Abstract:
Demand of ethylene is surging at unprecedented rate and therefore conversion of methane into
these important value-added chemicals using one-step processes such oxidative coupling of
methane is of paramount importance. It would be beneficial and significant to design a catalyst
which can suppress undesired over reactions which lead to the production of COx gases
resulting in issues of yield and selectivity. To this end, in this study, Machine learning (ML)
models integrated with genetic algorithm (GA) have been developed to predict, evaluate, and
analyze adsorption energies of methane related species on Cu-based Alloys. Comparative study
of different ML algorithms integrated with Genetic Algorithm (GA) were performed to
improve the ML model’s architecture and parameters selection. The results proposed that
Categorical boosting (Catboost) model outperformed all other models and effectively predicts
adsorption energies compared to other models (RMSE = 0.0977, CC = 96.5 %).

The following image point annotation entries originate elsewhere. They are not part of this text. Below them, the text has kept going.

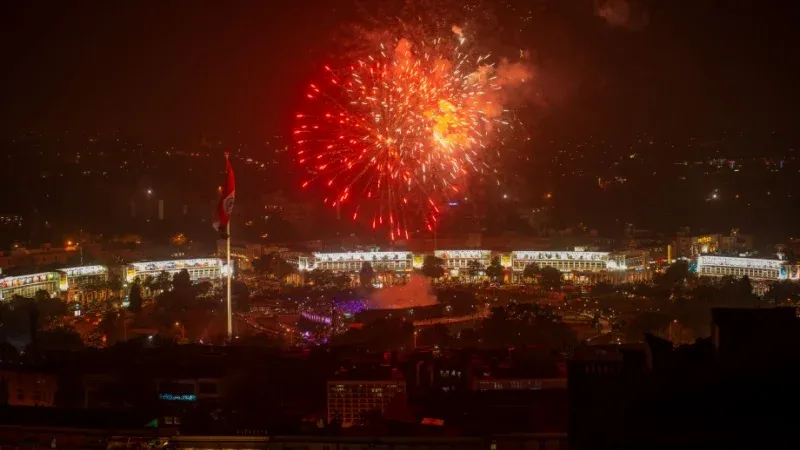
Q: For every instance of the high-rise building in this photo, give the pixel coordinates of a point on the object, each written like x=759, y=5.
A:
x=349, y=400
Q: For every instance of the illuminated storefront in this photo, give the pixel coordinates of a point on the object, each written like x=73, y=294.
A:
x=456, y=261
x=351, y=262
x=28, y=285
x=199, y=269
x=756, y=269
x=84, y=282
x=563, y=261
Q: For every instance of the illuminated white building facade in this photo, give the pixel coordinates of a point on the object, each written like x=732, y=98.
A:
x=74, y=280
x=199, y=269
x=756, y=269
x=28, y=285
x=459, y=260
x=351, y=262
x=563, y=261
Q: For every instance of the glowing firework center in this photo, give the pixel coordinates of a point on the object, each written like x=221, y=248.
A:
x=399, y=130
x=757, y=269
x=199, y=269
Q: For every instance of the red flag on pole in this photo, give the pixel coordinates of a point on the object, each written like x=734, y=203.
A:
x=226, y=201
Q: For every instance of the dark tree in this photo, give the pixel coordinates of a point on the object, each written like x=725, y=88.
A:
x=135, y=298
x=240, y=296
x=469, y=338
x=366, y=276
x=60, y=339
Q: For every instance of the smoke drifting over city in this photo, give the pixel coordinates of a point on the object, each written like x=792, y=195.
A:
x=416, y=292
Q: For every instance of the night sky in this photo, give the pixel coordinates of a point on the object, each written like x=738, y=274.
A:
x=180, y=69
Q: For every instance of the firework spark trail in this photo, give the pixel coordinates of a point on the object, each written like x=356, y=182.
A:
x=397, y=132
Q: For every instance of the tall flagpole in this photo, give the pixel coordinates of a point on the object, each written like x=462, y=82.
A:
x=230, y=319
x=230, y=271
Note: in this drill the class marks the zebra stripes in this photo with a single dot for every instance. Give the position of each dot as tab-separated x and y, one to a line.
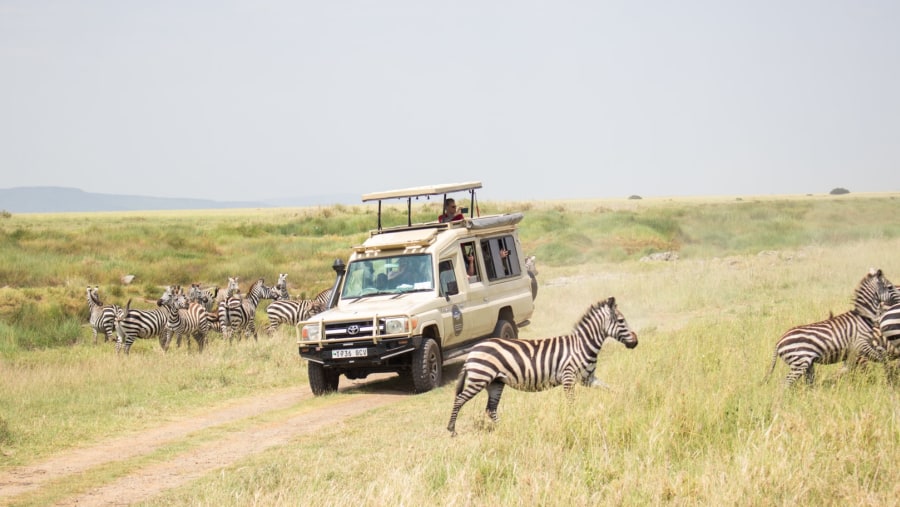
238	314
537	365
837	338
102	317
184	318
890	325
132	324
290	312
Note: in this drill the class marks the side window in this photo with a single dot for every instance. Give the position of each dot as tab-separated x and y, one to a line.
500	257
470	261
447	279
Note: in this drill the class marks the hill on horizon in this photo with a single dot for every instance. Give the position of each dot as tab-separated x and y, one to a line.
67	199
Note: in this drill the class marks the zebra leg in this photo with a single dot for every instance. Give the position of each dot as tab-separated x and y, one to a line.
464	393
495	390
797	372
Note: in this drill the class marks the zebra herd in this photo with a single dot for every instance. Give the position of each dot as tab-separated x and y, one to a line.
195	313
870	331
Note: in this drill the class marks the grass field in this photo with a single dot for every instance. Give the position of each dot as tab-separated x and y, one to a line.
687	420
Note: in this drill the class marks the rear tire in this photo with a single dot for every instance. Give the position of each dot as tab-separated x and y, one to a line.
427	367
322	380
505	329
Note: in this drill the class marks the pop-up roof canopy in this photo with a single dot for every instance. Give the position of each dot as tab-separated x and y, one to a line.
406	193
410	193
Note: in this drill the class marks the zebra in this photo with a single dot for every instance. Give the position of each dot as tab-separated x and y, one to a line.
889	325
132	324
537	365
290	311
185	318
238	314
205	297
102	317
840	337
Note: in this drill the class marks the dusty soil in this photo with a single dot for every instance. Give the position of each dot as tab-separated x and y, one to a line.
145	482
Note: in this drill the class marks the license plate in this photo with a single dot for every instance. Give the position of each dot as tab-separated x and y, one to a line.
345	353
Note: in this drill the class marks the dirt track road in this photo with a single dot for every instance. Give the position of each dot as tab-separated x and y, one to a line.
144	482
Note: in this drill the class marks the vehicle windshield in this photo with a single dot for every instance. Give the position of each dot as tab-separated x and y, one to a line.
388	275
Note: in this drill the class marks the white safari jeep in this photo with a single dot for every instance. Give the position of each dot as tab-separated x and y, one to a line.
408	299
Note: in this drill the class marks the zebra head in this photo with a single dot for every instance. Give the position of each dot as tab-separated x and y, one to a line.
873	292
232	287
168	297
614	322
197	295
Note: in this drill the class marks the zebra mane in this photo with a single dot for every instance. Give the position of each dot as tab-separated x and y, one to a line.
591	311
867	297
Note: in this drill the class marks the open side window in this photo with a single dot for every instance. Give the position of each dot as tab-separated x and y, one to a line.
470	261
447	277
501	259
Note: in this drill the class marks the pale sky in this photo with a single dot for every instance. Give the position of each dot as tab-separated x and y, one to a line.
233	100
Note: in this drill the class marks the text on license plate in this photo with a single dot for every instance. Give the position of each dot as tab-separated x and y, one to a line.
344	353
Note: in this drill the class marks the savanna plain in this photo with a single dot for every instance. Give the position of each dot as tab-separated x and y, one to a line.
688	417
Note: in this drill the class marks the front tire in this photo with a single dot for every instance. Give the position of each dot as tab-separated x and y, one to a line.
322	380
427	367
505	329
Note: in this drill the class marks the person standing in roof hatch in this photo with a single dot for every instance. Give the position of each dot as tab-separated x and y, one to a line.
450	212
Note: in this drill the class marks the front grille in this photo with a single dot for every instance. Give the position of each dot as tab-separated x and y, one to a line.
358	329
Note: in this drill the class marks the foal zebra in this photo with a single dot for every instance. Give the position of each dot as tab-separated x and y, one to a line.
840	337
185	318
132	324
238	315
537	365
102	317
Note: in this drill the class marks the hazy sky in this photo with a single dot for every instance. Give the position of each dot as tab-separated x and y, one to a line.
253	100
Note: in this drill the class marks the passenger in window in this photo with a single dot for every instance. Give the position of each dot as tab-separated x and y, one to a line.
450	213
469	254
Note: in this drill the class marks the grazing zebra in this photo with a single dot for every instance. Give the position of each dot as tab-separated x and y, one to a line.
890	325
185	318
840	337
102	317
132	324
292	312
537	365
238	314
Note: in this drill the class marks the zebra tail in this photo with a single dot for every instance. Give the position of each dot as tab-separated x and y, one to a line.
461	381
772	366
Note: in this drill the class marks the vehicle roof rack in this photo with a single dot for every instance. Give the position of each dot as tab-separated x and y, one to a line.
410	193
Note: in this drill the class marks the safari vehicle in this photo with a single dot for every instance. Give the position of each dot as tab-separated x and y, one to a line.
406	302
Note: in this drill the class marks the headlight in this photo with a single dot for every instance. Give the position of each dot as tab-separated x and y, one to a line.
396	325
310	332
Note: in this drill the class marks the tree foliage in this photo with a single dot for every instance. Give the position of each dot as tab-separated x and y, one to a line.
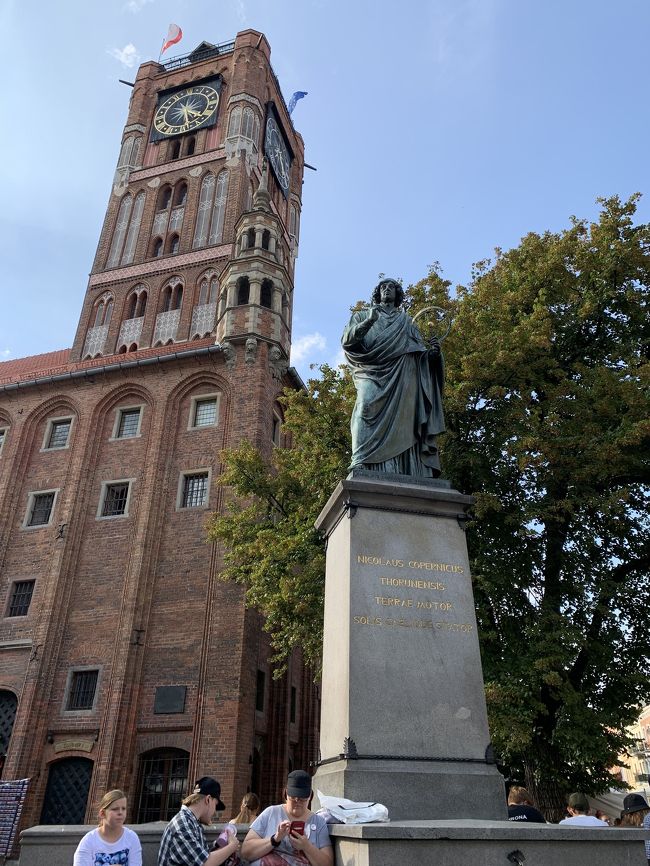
272	547
547	412
548	367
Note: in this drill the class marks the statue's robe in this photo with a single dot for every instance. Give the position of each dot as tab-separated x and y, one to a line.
399	383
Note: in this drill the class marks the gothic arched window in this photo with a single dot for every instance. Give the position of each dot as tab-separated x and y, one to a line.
212	210
266	294
243	291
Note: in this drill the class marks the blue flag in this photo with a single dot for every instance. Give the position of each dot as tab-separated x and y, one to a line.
296	96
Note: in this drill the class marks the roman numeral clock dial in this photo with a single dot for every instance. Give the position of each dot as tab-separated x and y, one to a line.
277	153
185	110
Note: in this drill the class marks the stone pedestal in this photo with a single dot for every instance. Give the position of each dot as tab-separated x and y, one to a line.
486	843
403	710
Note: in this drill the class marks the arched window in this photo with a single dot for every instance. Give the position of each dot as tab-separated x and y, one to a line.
131	306
243	291
103	312
234	124
180	194
8	706
129	152
142	305
164	198
266	294
66	793
162	782
208	291
126	231
212	210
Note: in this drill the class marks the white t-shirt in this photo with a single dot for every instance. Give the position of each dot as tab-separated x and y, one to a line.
94	851
584	821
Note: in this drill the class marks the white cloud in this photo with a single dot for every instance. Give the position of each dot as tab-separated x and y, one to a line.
136	5
302	348
241	11
128	56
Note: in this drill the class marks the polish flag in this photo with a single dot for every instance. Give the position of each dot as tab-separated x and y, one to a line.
174	35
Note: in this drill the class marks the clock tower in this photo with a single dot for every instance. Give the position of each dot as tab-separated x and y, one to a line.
127	662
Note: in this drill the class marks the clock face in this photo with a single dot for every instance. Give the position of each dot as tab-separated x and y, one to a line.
277	153
186	110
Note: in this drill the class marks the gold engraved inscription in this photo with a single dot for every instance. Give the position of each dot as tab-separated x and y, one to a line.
402	622
447	567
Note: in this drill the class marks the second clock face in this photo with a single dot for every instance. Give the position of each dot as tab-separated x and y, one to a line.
186	110
277	153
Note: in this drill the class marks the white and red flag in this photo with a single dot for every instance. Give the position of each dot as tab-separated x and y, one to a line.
174	35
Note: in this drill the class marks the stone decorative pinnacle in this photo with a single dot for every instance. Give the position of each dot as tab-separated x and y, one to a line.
262	199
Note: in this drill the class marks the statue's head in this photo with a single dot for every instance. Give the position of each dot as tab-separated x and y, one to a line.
399	291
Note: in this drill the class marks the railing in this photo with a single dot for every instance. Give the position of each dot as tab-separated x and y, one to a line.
198	56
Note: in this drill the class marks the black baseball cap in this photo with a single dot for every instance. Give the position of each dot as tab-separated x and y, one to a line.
634	803
211	788
299	784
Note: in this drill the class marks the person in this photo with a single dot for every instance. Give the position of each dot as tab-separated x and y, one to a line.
636	813
183	841
520	806
578	809
399	381
111	842
271	841
250	806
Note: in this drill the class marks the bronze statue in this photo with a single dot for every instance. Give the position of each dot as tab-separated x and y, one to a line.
399	382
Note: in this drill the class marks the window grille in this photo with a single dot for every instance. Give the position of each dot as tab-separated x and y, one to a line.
59	432
115	499
259	691
195	490
41	509
82	690
128	424
205	412
21	598
162	784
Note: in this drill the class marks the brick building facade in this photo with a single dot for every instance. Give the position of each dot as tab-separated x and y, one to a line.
124	660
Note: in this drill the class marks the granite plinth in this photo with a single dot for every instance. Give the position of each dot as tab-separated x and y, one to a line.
403	717
486	843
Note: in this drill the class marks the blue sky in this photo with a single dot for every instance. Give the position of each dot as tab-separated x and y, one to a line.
440	130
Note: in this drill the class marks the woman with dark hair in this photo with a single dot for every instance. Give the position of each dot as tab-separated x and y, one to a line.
290	834
399	382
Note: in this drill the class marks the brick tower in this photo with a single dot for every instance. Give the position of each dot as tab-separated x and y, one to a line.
124	660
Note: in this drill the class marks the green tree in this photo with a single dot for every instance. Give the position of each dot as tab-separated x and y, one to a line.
271	545
547	414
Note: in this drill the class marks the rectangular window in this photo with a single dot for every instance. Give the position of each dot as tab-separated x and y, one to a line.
21	597
128	424
116	497
205	412
59	431
39	510
81	695
195	490
259	691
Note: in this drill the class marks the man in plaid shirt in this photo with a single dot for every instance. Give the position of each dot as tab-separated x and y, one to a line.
183	842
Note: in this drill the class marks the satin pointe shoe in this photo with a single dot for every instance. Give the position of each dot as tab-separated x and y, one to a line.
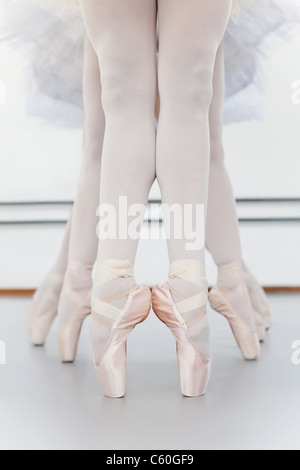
259	298
44	308
114	316
74	307
181	305
222	299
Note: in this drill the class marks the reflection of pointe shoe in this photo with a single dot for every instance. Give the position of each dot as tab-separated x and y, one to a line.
111	326
258	296
44	308
74	307
245	335
187	321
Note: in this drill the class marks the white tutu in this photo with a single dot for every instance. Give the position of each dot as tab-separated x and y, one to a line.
52	36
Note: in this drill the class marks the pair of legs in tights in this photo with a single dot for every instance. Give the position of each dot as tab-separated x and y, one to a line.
130	159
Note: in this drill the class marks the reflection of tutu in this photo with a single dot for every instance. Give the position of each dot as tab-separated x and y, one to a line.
53	38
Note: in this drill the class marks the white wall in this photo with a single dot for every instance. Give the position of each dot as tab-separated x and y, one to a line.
41	162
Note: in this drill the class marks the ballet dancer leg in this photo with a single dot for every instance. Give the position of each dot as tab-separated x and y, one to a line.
223	237
74	300
124	36
190	34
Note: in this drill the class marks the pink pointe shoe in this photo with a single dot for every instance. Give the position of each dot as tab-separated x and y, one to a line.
74	307
188	322
232	285
44	308
111	326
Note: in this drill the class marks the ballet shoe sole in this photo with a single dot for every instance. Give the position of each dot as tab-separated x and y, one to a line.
216	298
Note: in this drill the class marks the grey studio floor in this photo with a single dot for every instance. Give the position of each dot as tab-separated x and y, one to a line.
46	405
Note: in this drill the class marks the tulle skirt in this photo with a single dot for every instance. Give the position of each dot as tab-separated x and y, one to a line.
52	36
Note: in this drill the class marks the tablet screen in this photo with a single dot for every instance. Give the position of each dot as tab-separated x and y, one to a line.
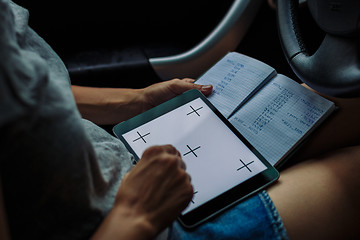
216	158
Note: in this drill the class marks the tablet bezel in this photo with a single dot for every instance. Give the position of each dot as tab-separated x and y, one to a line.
224	200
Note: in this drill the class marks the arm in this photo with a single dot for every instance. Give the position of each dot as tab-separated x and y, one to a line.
150	197
113	105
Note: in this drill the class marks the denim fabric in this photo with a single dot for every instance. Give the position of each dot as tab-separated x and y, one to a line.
254	218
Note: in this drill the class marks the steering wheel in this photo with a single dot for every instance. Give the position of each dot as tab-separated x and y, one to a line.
334	68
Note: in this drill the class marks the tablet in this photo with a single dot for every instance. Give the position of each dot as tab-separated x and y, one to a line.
223	166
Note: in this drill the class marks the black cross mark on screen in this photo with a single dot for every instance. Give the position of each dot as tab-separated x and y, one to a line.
191	150
245	165
194	111
141	137
194	196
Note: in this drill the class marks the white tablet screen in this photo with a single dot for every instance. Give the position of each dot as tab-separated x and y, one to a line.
215	157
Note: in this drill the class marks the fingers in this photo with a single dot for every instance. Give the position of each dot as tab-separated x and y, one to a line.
165	149
181	86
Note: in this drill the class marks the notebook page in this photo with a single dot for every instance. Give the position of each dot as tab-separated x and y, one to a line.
281	114
234	78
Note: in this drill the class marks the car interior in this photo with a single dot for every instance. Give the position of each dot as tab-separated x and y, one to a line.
134	44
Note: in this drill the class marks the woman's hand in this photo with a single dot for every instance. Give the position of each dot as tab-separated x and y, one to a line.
150	197
114	105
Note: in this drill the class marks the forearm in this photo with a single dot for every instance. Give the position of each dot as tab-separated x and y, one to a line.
123	223
108	105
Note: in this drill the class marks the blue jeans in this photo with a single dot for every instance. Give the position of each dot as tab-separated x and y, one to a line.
254	218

Permutation
importance score was utilized to asses prediction performance and accuracy which revealed
that group number and surface energy contributed the highest to the model. The partial
dependence plots (PDPs) analysis shows the potential effects of each influencing parameter
impact on the prediction of the respective adsorption energies and as well as shows that how
these factors will interact during oxidative coupling of methane (OCM). Finally, in order to
analyze the distribution of the data points of the features and how they affect the model’s
predictions, bee swarm plot was employed.